Operational sustainability matters as much as innovation. The choice of AI model will determine output explainability and robustness, as well as operational complexity, risk and monitoring needs. A credible response from the manager can clearly describe the model architectures or techniques used, what are the key features/inputs and why these models were selected over alternatives. Managers should also be able to explain practical trade-offs between performance, interpretability, and operational risk. Weak answers rely on buzzwords.
A key difference between prototypes and production-grade systems is governance, measurement discipline, and ongoing monitoring. Without these, back tests can mislead and performance can degrade unnoticed. Investors should assess whether the manager uses rigorous methods, controls for common pitfalls (overfitting, look-ahead bias), and can demonstrate ongoing reliability. They should determine whether the operating model is durable with clear accountability, adequate staffing, third-party risk management, and suitable resilience controls.
Vendor dependence can create concentration risk, and weak governance can introduce model, cyber, and continuity vulnerabilities. Understanding which components are vendor-provided (data, models, infrastructure) and what due diligence is performed on vendors is important. Consider data sources and licencing, what are the usage rights and auditability? Weak data governance can create operational, reputational, and regulatory risks, and can lead to fragile models or hidden exposures (licensing, privacy, and bias).
Our survey showed 63% of managers make use of vendor’s off the shelf AI tools, with 51% using vendor tools with some proprietary customisation. When it comes to data, 58% are using some vendor provided data. Over two thirds (69%) of respondents cited data quality/access as the main barrier to further AI adoption.
Our survey also suggests many programs operate with lean internal resourcing with most firms reporting only a small number of dedicated AI specialists within the investment team (57% citing 1-5 full-time employees dedicated to AI development, implementation or oversight).
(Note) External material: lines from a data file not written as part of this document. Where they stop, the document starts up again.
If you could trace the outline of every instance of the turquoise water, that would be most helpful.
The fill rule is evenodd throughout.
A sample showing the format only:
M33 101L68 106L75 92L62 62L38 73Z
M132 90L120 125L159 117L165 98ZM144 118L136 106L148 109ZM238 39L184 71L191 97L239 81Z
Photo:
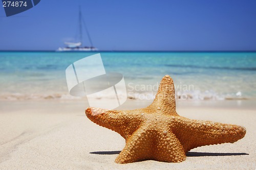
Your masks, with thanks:
M0 52L0 99L73 99L65 70L97 53ZM100 53L106 72L124 76L130 98L154 98L169 75L178 98L256 99L256 53Z

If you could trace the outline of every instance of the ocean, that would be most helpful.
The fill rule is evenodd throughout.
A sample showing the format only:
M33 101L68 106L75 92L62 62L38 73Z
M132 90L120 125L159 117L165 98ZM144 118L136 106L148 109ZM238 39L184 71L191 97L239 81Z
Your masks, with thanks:
M177 100L256 99L256 53L2 52L0 100L79 99L69 93L65 70L99 53L107 72L123 75L131 99L154 99L165 75Z

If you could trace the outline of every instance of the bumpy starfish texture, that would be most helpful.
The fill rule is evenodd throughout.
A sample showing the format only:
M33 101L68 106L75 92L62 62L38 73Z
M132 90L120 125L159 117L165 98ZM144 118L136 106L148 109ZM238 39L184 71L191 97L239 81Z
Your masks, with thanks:
M92 122L125 139L125 146L115 160L118 163L146 160L180 162L193 148L233 143L246 133L245 128L239 126L179 115L173 81L168 75L162 79L153 103L146 108L118 111L89 107L86 114Z

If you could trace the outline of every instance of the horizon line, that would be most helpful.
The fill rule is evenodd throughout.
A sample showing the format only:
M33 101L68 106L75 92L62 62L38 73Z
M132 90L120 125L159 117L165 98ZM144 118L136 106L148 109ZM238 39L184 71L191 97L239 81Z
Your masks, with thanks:
M55 50L3 50L0 52L56 52L56 53L101 53L101 52L156 52L156 53L256 53L256 50L99 50L96 51L56 52Z

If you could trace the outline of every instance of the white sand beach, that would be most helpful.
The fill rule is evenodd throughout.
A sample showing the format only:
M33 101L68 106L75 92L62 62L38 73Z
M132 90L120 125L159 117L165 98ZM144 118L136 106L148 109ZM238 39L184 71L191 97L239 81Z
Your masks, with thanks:
M144 107L151 102L129 100L118 109ZM178 102L177 111L182 116L243 126L246 134L234 143L193 149L181 163L147 160L119 164L114 161L124 139L91 122L84 114L84 101L1 101L0 169L255 169L254 103Z

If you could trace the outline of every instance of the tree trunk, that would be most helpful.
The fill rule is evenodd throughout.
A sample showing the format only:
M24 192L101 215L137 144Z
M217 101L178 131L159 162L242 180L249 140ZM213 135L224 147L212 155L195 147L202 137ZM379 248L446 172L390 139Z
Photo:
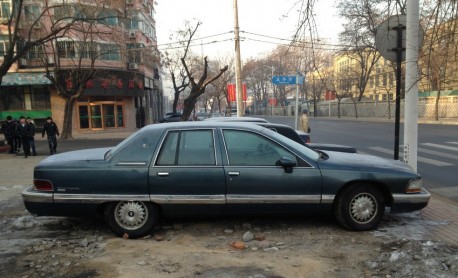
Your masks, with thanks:
M337 99L337 117L340 118L340 99Z
M61 132L61 139L72 139L72 116L76 99L73 97L65 99L64 125Z
M434 118L436 119L436 121L439 121L439 100L440 100L440 98L441 98L441 91L438 90L437 91L437 97L436 97L436 111L434 113L435 114Z

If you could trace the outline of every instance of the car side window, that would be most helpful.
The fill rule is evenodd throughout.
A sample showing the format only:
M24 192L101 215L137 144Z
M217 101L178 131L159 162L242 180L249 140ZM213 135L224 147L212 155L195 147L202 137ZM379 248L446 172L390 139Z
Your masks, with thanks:
M172 131L167 134L156 165L215 165L212 130Z
M297 163L294 154L259 134L239 130L223 134L230 165L275 166L282 157Z

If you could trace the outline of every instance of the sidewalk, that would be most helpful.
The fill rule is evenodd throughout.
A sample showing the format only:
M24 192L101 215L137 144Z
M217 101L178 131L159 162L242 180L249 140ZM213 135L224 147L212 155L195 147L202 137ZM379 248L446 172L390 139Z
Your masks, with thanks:
M458 246L458 204L433 194L426 208L421 211L425 220L442 222L431 230L435 239Z

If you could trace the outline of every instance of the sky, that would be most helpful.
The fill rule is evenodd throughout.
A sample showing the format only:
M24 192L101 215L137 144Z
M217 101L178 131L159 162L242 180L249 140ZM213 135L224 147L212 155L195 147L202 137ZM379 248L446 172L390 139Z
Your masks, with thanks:
M288 43L296 32L298 0L238 0L242 61L268 54L279 43ZM319 36L337 43L341 24L334 0L315 1L316 24ZM233 55L233 0L158 0L156 5L156 33L159 51L171 42L169 37L183 29L185 21L197 22L199 27L193 51L209 58ZM283 39L283 40L282 40ZM175 41L175 40L172 40Z

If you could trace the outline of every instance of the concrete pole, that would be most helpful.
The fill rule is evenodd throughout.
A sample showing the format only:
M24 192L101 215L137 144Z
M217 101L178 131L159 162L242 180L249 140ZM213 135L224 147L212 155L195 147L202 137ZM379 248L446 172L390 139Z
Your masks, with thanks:
M272 78L270 78L271 82L272 79L274 78L274 66L272 66ZM274 115L274 85L272 83L272 105L271 105L271 110L272 110L272 116Z
M419 4L407 0L404 162L417 171Z
M243 117L242 59L240 58L239 12L237 0L234 0L234 35L235 35L235 90L237 99L237 117Z
M298 129L299 118L299 74L296 75L296 107L294 108L294 129Z

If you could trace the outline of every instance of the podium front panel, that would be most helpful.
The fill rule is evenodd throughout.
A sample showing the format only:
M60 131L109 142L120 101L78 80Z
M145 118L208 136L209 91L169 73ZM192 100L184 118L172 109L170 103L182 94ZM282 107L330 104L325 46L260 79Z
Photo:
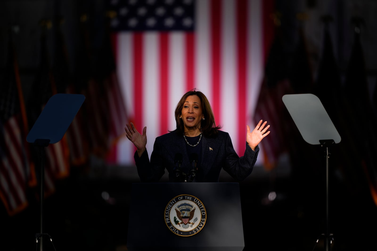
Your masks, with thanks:
M173 232L168 225L171 223L175 226L174 222L167 220L166 214L168 208L171 209L170 213L176 215L173 208L176 206L170 208L169 203L173 198L179 200L178 196L181 195L192 195L198 199L200 202L195 199L191 204L196 208L195 214L198 220L201 220L204 214L202 219L205 222L204 225L202 222L201 227L198 225L199 222L196 224L196 228L190 228L189 224L187 225L187 230L183 233L185 236L181 234L182 232L177 232L175 228L176 233ZM171 248L242 250L245 246L238 183L132 184L127 238L127 248L130 251Z

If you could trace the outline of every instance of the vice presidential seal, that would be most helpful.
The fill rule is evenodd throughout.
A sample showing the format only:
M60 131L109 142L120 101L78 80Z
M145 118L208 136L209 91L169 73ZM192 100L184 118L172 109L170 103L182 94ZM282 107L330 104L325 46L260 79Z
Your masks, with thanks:
M200 200L183 194L173 198L165 208L166 225L176 234L190 236L198 233L205 224L207 214Z

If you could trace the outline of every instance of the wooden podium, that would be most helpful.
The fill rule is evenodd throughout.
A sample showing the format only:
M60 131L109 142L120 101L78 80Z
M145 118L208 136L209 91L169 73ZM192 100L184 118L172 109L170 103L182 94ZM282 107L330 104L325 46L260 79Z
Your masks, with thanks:
M129 213L130 251L245 247L238 183L133 183Z

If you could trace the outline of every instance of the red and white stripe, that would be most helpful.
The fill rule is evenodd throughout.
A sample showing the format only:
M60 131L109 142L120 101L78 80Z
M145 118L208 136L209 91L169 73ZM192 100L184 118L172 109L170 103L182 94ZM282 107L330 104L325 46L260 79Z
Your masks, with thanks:
M139 132L147 126L150 155L156 137L175 129L174 110L181 97L196 88L243 155L246 125L256 125L253 114L268 34L263 23L272 2L200 0L193 32L117 34L117 73L127 113ZM132 143L124 138L118 146L119 162L133 164Z
M5 149L1 153L0 198L12 215L27 206L26 184L29 163L26 161L21 133L19 116L10 118L3 125ZM3 148L3 146L1 148Z

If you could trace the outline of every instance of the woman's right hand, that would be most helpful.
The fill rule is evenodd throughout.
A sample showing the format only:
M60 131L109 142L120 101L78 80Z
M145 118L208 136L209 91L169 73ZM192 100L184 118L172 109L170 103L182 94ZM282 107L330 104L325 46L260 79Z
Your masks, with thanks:
M131 125L128 123L126 124L126 126L124 128L126 135L127 138L133 143L133 145L135 145L135 146L137 148L138 154L140 157L146 149L146 146L147 145L147 127L145 126L143 129L142 135L136 129L132 122L130 123L130 124Z

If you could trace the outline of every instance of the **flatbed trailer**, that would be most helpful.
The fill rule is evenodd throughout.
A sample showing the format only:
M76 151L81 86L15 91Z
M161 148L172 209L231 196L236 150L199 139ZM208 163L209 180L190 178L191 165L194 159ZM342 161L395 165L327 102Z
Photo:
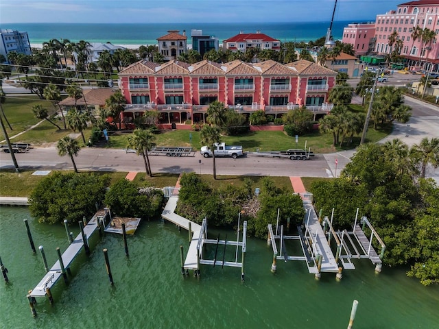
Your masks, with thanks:
M150 156L195 156L195 151L192 147L157 146L151 149L148 151Z
M29 151L32 147L30 144L24 143L13 143L11 144L11 148L14 153L24 153ZM5 153L9 153L9 147L7 145L0 145L0 149Z
M250 152L248 154L250 156L265 156L271 158L287 158L289 160L309 160L310 157L315 156L311 150L304 149L287 149L287 151L267 151Z

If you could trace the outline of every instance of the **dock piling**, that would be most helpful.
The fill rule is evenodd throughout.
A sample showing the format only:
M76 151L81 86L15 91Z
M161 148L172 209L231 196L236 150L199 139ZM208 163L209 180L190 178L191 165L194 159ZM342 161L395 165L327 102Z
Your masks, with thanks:
M27 231L27 237L29 237L29 242L30 242L30 247L32 248L32 252L35 254L36 250L35 250L35 245L34 244L34 240L32 239L32 234L30 232L30 228L29 228L29 223L27 223L27 219L23 219L23 221L26 226L26 231Z
M352 326L354 324L354 319L355 319L355 313L357 313L357 306L358 306L358 301L354 300L352 304L352 310L351 310L351 317L349 318L349 325L348 329L352 329Z
M107 273L108 274L110 283L112 284L112 275L111 274L111 268L110 267L110 260L108 260L108 251L106 248L104 249L104 257L105 258L105 267L107 269Z
M27 295L26 296L27 297L27 300L29 301L29 306L30 306L30 310L32 311L32 316L34 317L36 317L36 310L35 310L35 305L32 302L32 297L30 295Z
M64 262L62 261L62 256L61 256L61 251L59 247L56 247L56 252L58 254L58 259L60 262L60 267L61 267L61 272L62 273L62 277L64 278L64 282L65 283L69 282L67 279L67 275L66 274L66 269L64 267Z
M84 233L84 223L82 221L80 221L80 228L81 229L81 235L82 236L82 243L84 243L84 249L87 255L90 254L90 247L88 247L88 243L87 242L87 237Z
M54 304L54 296L52 296L52 293L50 291L50 288L46 288L46 293L47 294L47 298L49 299L49 302L51 305Z
M47 260L46 259L46 254L44 253L44 248L42 245L38 247L40 252L41 252L41 257L43 257L43 263L44 263L44 268L46 270L46 273L49 271L49 267L47 266Z
M125 247L125 254L130 257L128 254L128 244L126 242L126 230L125 230L125 223L122 223L122 236L123 236L123 247Z
M9 282L9 278L8 278L8 269L5 267L5 265L3 265L1 257L0 257L0 269L1 269L1 273L3 274L3 277L5 279L5 282Z

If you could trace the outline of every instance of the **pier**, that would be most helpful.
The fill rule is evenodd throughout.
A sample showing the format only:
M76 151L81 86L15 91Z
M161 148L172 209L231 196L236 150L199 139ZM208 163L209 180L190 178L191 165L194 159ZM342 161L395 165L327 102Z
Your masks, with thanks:
M84 226L84 234L86 238L90 238L93 234L99 228L97 220L101 216L95 215L87 224ZM105 216L104 217L105 218ZM82 232L80 232L76 238L70 243L67 249L62 255L62 263L65 269L69 269L70 265L78 256L84 247L82 240ZM62 270L59 260L55 263L50 269L46 273L43 279L30 292L31 297L44 297L47 293L47 289L49 290L55 285L56 282L62 276Z

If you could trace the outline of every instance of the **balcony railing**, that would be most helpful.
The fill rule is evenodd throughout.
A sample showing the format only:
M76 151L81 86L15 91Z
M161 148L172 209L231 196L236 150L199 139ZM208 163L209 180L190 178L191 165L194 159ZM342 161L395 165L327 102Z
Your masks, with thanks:
M130 84L130 89L149 89L150 84Z
M217 90L218 84L199 84L198 90Z
M291 84L271 84L270 91L291 90Z
M327 84L307 84L307 91L328 91L329 86Z
M235 90L254 90L254 84L235 84Z
M183 84L165 84L163 86L167 90L183 88Z
M192 108L191 104L161 104L157 106L157 110L159 111L181 111L190 110Z

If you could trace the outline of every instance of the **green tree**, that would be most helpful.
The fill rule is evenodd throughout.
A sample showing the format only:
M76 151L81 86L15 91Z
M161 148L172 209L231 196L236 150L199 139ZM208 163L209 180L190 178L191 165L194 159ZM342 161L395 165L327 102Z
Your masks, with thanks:
M91 218L104 200L108 175L55 171L40 180L29 197L29 210L40 223L61 224Z
M76 108L67 113L67 125L73 132L78 130L81 133L82 141L86 143L84 130L87 127L87 117L85 113L80 112Z
M58 149L58 154L60 156L64 156L66 154L69 155L71 163L73 165L73 169L75 173L78 173L78 168L76 168L76 164L75 163L75 159L73 156L78 156L81 147L78 144L78 141L75 139L71 138L69 136L60 139L56 144L56 148Z
M49 112L47 109L43 106L41 104L37 104L32 106L32 112L34 116L39 120L47 120L52 125L56 127L58 130L61 130L61 127L49 119Z
M215 144L220 142L220 130L215 126L204 125L200 134L202 144L207 145L212 151L212 159L213 162L213 179L217 179L217 169L215 163Z
M128 147L136 151L138 156L142 156L146 174L152 177L151 164L148 157L148 151L156 146L155 136L150 131L142 129L136 129L131 135L128 136Z

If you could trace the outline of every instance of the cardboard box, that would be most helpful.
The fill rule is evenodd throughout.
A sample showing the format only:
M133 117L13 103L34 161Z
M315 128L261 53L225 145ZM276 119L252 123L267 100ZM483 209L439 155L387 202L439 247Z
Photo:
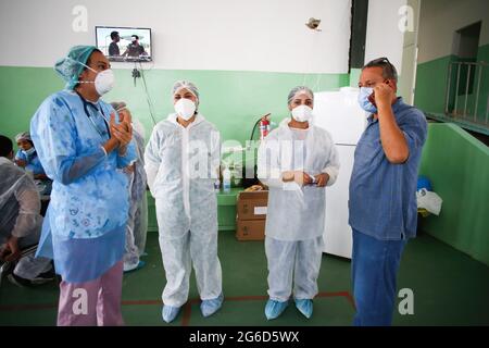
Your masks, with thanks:
M266 206L268 204L268 191L239 192L236 212L238 220L264 220L266 219Z
M238 240L264 240L265 219L262 220L236 220L236 239Z

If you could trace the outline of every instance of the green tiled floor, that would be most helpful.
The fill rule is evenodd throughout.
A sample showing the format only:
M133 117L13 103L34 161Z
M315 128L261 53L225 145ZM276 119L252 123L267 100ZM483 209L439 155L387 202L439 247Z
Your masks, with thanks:
M161 320L161 291L165 284L158 234L148 235L146 268L124 276L123 315L127 325L166 325ZM279 319L267 322L266 259L263 243L237 241L234 233L220 234L220 259L227 300L222 310L203 318L193 276L190 299L172 325L349 325L354 309L350 261L323 257L314 314L306 320L289 306ZM399 273L399 288L414 291L414 315L394 314L394 325L489 325L489 268L468 256L422 235L410 241ZM398 299L397 302L399 302ZM7 279L0 287L0 325L54 325L58 287L17 288Z

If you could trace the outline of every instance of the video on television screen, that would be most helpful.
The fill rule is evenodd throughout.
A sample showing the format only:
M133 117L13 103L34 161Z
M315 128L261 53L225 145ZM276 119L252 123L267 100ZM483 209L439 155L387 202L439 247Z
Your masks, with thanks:
M96 26L97 48L112 62L152 60L151 29Z

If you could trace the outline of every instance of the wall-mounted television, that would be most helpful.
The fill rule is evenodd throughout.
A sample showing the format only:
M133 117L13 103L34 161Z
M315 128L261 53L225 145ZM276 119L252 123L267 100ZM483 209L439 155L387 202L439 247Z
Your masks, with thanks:
M150 62L151 29L96 26L96 45L112 62Z

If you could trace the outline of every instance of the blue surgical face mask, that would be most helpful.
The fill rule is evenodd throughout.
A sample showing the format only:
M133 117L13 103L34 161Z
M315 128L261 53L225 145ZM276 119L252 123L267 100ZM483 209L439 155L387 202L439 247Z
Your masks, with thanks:
M368 113L377 113L377 108L368 100L368 97L374 92L372 87L360 87L359 104L360 108Z
M30 156L34 152L36 152L36 149L35 148L30 148L28 150L22 150L22 152L24 152L25 156Z

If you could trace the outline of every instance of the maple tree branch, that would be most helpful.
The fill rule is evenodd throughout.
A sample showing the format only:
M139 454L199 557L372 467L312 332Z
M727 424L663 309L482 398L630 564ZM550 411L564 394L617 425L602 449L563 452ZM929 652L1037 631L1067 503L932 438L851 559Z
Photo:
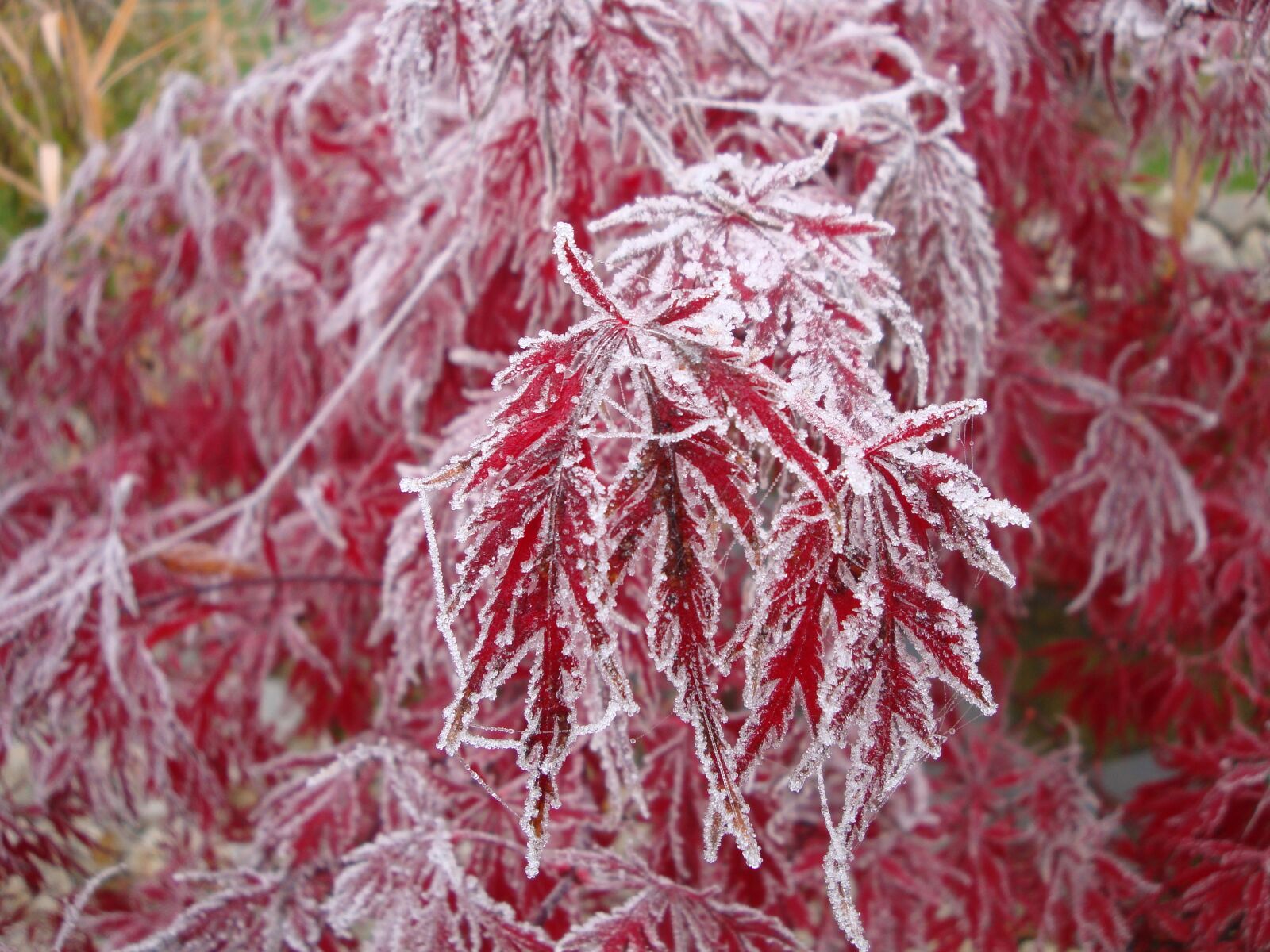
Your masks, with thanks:
M314 437L321 432L321 428L325 426L330 418L335 414L337 407L340 402L343 402L344 397L348 396L349 391L361 380L362 374L366 373L372 363L375 363L375 359L387 345L389 340L392 339L398 330L401 329L401 325L405 324L406 319L410 317L414 312L415 305L419 303L419 300L436 283L442 272L444 272L446 265L450 264L450 260L455 256L457 244L452 242L447 245L441 254L433 258L432 264L428 265L427 270L424 270L422 275L419 275L419 281L415 282L410 293L408 293L401 303L396 306L396 310L392 312L387 324L380 329L378 334L375 335L366 350L363 350L353 362L353 366L348 368L348 373L344 374L339 386L326 395L323 405L318 407L318 413L312 415L312 419L309 420L304 430L300 432L300 435L291 443L287 452L283 453L278 462L273 465L254 490L229 505L217 509L215 513L210 513L202 519L196 519L188 526L184 526L183 528L151 542L149 546L137 550L128 556L128 565L136 565L137 562L144 562L147 559L154 559L156 555L166 551L171 546L179 542L185 542L196 536L201 536L208 529L227 522L235 515L244 513L251 506L268 499L269 494L273 493L291 467L295 466L296 461L300 459L301 453L309 448Z

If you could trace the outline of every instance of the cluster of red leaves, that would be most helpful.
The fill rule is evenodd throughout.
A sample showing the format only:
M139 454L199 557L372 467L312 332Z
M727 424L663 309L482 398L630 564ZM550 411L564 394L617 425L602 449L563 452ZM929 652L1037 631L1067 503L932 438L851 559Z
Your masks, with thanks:
M173 80L0 265L0 947L1265 948L1267 63L391 0Z

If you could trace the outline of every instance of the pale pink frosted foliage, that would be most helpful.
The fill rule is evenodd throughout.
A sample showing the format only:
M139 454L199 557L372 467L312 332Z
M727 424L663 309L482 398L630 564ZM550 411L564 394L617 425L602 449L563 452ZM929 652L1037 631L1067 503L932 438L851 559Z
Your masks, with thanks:
M358 0L171 80L0 265L0 943L1185 947L977 721L1052 651L1101 741L1175 609L1267 710L1265 305L1121 188L1264 159L1255 6Z

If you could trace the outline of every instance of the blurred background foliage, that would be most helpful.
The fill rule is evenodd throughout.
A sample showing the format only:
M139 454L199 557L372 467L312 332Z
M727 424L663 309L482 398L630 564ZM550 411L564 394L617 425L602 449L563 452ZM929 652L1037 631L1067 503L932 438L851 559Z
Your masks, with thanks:
M269 0L0 0L0 253L38 223L94 143L165 74L211 81L263 58L287 23Z

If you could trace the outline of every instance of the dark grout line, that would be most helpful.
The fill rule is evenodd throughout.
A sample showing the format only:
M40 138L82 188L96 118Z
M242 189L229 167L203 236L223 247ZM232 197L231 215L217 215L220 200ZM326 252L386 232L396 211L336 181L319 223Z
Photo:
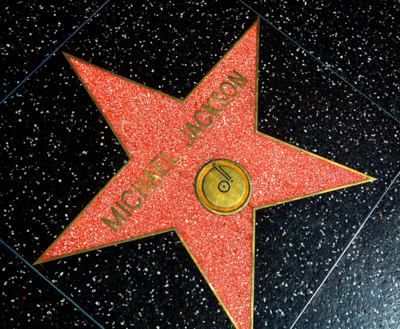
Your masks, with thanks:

Assessing AI is not about how advanced a manager’s technology sounds. It is about whether AI addresses a defined investment problem, is supported by robust governance, is validated with empirical discipline, is monitored in production, and is operated under clear governance with resilient controls.
When assessing asset managers, it is critical to distinguish durable, repeatable AI capability from marketing narratives and unmanaged risk.